Partilho convosco esta última mensagem do antigo Arcebispo de Milão, Cardeal Schultz, a escassas horas de expirar: “Não tenho outra recordação para vos deixar, se não um convite à santidade. Parece que as pessoas, hoje, já não se deixam tocar pela nossa pregação. Mas, na presença da santidade, ainda creem, ajoelham-se e rezam”.
7. “Não temais!” É o que, hoje, vos segreda o Senhor ao vosso coração de pastores, e é também, o que nós vos transmitimos com amizade.
A nossa oração estará sempre presente. A prece que elevamos do santuário do nosso coração acompanhar-vos-á.
Do céu, vos contemplam os vossos entes queridos, mas também aqueles que serviram, com amor e dedicação, o nosso amado Patriarcado: D. António, D. José, D. Tomás, D. Daniel… apenas para referir os mais próximos.

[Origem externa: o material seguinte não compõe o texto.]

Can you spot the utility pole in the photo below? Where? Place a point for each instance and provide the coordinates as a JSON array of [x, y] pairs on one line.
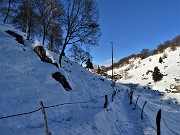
[[112, 67]]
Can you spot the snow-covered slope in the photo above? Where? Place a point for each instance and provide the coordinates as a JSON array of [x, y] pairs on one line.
[[140, 72], [25, 81]]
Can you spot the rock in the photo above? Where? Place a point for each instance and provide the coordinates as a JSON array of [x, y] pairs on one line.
[[62, 80], [18, 37], [42, 54]]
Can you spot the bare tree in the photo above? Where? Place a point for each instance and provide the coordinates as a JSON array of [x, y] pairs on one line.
[[49, 11], [6, 7], [80, 23], [55, 37], [26, 17]]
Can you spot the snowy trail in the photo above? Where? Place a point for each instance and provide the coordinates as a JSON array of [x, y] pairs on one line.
[[25, 81]]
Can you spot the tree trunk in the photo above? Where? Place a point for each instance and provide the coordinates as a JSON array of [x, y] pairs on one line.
[[7, 12], [62, 54]]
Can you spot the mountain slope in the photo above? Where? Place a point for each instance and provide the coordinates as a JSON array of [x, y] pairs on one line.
[[25, 81]]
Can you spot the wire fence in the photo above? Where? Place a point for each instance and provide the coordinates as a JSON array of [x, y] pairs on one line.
[[148, 108], [52, 106]]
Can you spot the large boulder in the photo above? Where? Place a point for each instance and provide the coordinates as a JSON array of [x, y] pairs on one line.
[[18, 37], [42, 54], [62, 80]]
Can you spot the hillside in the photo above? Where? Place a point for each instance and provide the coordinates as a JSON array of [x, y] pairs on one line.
[[26, 80], [139, 71]]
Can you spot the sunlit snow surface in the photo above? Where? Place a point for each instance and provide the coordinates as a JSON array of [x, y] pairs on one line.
[[25, 81]]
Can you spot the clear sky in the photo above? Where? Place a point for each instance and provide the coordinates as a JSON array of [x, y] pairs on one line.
[[133, 25]]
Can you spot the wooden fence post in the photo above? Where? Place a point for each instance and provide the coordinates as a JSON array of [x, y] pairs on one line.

Deixai-vos, pois, seduzir pelo olhar maternal da Virgem Maria, olhar que nos diz: “fazei tudo o que Ele vos disser”. Permanecei sempre seus filhos, porque ela é Mãe. Cultivai a confiança na sua ternura maternal, o seu coração materno tudo escuta, tudo compreende e, vós o sabeis, tudo conforta e consola. A sua companhia é luz e sustento para o caminho, quando caminhar significa progredir, construir, encarnar Cristo na história e na vida de cada homem e mulher. Não temais!